When walking into an interview, you need to have a strategy in mind. Although it isn’t easy, it is worth the time spent practicing. At Reynolds and Reynolds, we prefer you come for an in-person interview, but you are also able to interview online if you don't live close to the facilities. We want to examine your qualifications, and get a feel for the type of work atmosphere you would thrive in.

When interviewing, you have to ask the interviewer the right questions, use confident body language, and highlight yourself enough to stand out, but still show the ability to be a team-player. To help practice for an interview, follow these tips:

Research the company. Check out its website, explore its social media pages, and see what its latest initiative is. If your interviewer asks you what you know about the company, you can discuss a few of your findings. You can find out more information about our company and the culture of Reynolds by checking out the careers section of our website.

Write down a few questions. Copy them on a piece of paper, or type them and print them out. Have a paper copy of the questions on-hand to keep you from digging into your phone or laptop. Write down questions you have while looking through the website, or questions specific to the position you’re applying for.

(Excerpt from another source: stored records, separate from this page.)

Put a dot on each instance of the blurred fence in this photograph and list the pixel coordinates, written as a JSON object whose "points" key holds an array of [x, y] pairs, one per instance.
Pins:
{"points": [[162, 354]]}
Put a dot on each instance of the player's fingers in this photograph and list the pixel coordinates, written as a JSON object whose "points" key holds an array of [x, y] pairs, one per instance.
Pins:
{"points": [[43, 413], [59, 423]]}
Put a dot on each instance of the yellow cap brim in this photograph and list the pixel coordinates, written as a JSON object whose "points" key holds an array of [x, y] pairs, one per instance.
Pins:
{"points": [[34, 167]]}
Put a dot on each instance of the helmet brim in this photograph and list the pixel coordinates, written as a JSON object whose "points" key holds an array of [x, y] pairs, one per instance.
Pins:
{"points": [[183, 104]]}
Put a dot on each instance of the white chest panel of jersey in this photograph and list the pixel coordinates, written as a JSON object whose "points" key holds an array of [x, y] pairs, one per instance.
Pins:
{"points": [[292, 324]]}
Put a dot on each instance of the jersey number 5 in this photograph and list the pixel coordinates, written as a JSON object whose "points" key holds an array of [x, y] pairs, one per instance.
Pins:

Practice interviewing with someone who can offer constructive criticism. Campuses will often host mock interview sessions to help students prepare for future interviews, and will provide someone in your career field to help practice interviewing. You can also ask a professor or someone close to you to help prepare you for the big day. Find someone who wants to help you, and will offer helpful insights to get you ready for the interview.

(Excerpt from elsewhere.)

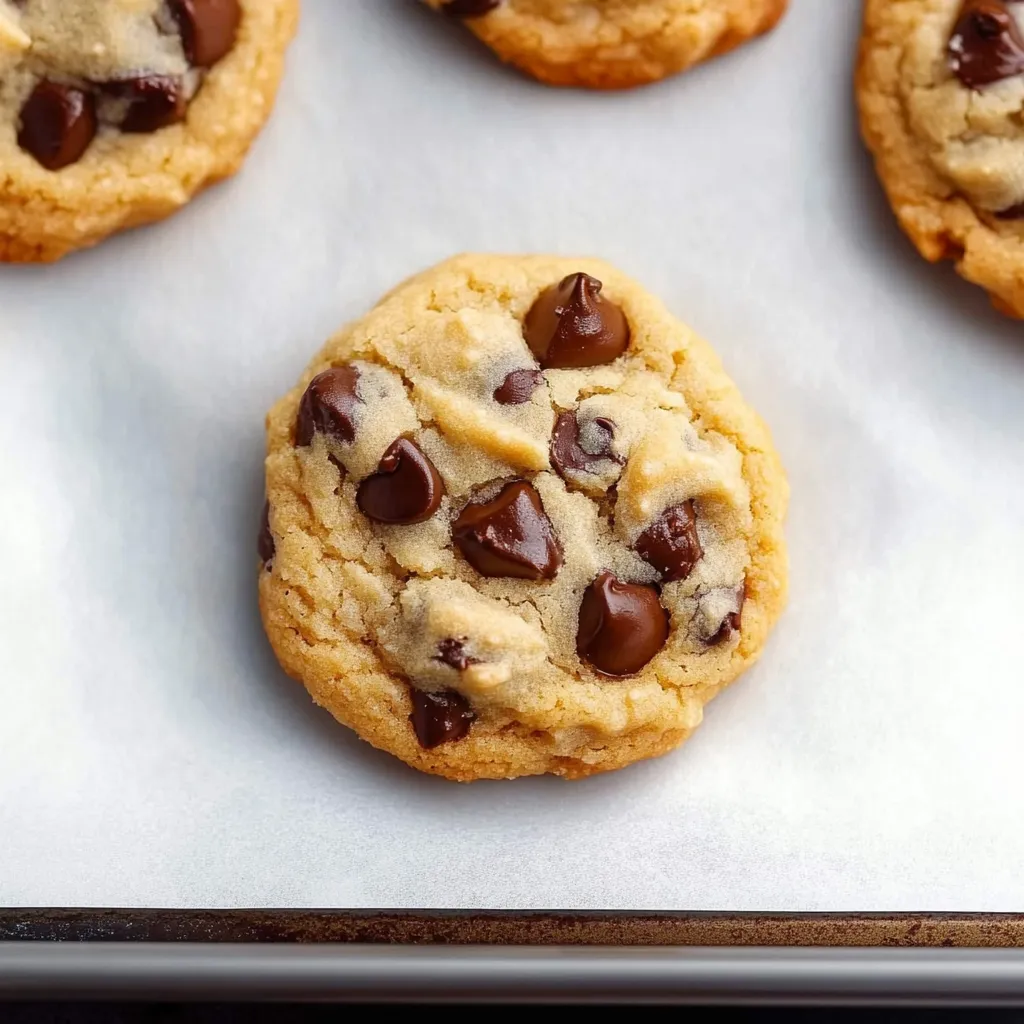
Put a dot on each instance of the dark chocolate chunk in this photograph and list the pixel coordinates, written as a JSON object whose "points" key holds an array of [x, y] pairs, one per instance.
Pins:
{"points": [[1012, 212], [439, 718], [469, 8], [671, 543], [510, 536], [570, 325], [58, 122], [264, 542], [622, 626], [986, 44], [154, 101], [452, 651], [404, 489], [518, 386], [567, 453], [329, 406], [208, 28]]}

Rehearse your interview answers on your own. Once you have your greatest strength and weakness figured out, and you’ve practiced them with someone else, practice them by yourself. Try recording your responses to hear how you sound. Listen to see if you say “um” or “like” repetitively. Make the answers sound professional, and practice your posture for answering the interview questions in a mirror.

Interviewing is not something you can master overnight, but with some practice you’ll begin to feel more comfortable. Try not to be nervous, and treat everything as a learning experience. The right job will come along. Until then, make sure you’re ready to interview for it.